There’s a cold drizzle falling in Burnaby, where the sky has been overcast all day. Now, with almost theatrical gloom, crows have started circling, climbing in menacing gyres above HSBC’s brand new global software development centre, the five-storey, 146,000-square-foot building it has dubbed Discovery Green.

But despite the ominous portents outdoors, inside the atmosphere is anything but bleak. The alphabet soup of HSBC CEOs, CTOs and VPs are all smiles as they assemble for the ribbon cutting, preparing to unveil the global nerve centre where nearly 900 software designers will co-ordinate the technology infrastructure of the global banking giant.

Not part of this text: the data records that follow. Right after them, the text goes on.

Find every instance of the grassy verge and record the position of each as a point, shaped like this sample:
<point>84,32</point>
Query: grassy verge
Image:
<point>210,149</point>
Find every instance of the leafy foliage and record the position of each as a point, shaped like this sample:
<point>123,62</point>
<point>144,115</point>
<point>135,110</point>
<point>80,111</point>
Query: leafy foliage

“We’re developing a worldwide suite of software that we’re putting in 87 different countries,” Ken Harvey, HSBC’s chief technology and services officer, says after the ceremony. “It was important for us to pick an air traffic control centre for design, and Burnaby is that centre.” The new building is part of a five-year, multibillion-dollar effort by HSBC to integrate all data and applications into a seamless set of programs. A holy grail of global IT, the integration promises to cut costs and put more power in customers’ hands.

But IT wizardry aside, the shining star today – despite her sombre winter vestment – is Metro Vancouver. HSBC runs 26 software development shops in India, China, Brazil and elsewhere. The decision to make Vancouver the epicentre for all of those operations was less about dollars and cents than about the city’s significant geo-cultural cachet, which remains strong even in an era of continued outsourcing and economic downturn.

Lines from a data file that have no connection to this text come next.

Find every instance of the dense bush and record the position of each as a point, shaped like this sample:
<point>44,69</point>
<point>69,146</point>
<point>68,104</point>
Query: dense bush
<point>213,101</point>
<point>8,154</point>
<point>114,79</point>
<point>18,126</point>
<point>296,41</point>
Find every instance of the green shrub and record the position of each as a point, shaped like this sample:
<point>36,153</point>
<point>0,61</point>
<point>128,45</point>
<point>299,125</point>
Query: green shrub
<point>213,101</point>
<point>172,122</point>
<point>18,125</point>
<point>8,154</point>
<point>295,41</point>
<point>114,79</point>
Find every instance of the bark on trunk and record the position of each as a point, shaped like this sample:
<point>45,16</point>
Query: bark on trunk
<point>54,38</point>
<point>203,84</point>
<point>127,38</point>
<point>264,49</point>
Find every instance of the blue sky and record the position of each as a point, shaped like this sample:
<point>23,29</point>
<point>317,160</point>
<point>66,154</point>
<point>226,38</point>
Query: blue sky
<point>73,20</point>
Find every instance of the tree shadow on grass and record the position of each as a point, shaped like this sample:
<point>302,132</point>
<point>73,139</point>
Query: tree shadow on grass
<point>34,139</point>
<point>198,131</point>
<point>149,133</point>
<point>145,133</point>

“In Vancouver it’s very easy to recruit people who are really proficient on the technical side and also able to speak multiple languages,” Harvey says. “And we can get people to move here very easily.”
The city’s strong international disposition, plus a workforce equipped with both IT and business sense, ensures a uniquely competitive profile, concurs Ron Cenfetelli, who teaches information technology at UBC’s Sauder School of Business. “Sure you can outsource coding and programming, but good use of IT requires people who know how to bridge business needs with IT capabilities,” he says. “That’s a lot harder to outsource to India.”

IT insiders are hopeful that other players will follow HSBC’s lead. “Our tech sector is solid, and we’re growing despite the recession,” says Cenfetelli’s Sauder colleague Thomas Hellmann, a professor who monitors B.C. technology companies. “HSBC clearly looked around the world before setting up this centre, and the fact that we can attract that kind of operation means we’re moving up the quality ladder.”

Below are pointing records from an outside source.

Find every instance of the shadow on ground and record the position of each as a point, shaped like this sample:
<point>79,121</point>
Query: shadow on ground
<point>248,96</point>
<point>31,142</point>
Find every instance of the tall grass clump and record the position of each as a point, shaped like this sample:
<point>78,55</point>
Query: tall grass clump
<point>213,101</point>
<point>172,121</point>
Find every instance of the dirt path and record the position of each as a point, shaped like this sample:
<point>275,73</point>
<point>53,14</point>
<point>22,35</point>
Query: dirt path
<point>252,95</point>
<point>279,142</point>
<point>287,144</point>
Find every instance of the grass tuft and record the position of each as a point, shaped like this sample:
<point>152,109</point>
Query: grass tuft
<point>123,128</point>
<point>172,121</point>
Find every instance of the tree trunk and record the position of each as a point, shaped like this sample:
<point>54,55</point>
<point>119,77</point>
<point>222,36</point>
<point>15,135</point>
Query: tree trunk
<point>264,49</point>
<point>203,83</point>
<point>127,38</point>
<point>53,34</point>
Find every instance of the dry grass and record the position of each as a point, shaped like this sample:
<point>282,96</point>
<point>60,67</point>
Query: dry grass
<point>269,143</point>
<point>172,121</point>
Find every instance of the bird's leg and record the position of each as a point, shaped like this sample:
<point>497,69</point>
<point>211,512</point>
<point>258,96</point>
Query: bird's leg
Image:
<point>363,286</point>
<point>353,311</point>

The move further cements Vancouver’s position as a Pacific Rim hub for the world’s fifth-largest bank, whose origins can be traced back to Hong Kong and Shanghai in 1865. Bucking the common perception of Toronto as the centre of Canada’s financial universe, HSBC chose Vancouver for its head office when it established a Canadian subsidiary in 1981.

Back at the ribbon cutting, bands of rain are lashing the gleaming new windows. Impervious to the dreary weather, a pair of HSBC managers visiting from Scotland since last week gets teary-eyed about their impending departure. “Vancouver’s recognized worldwide as one of the best cities in the world to live in,” says Bryan Leitch, who runs credit and debit card operations in the U.K. “You could get anybody to come here.”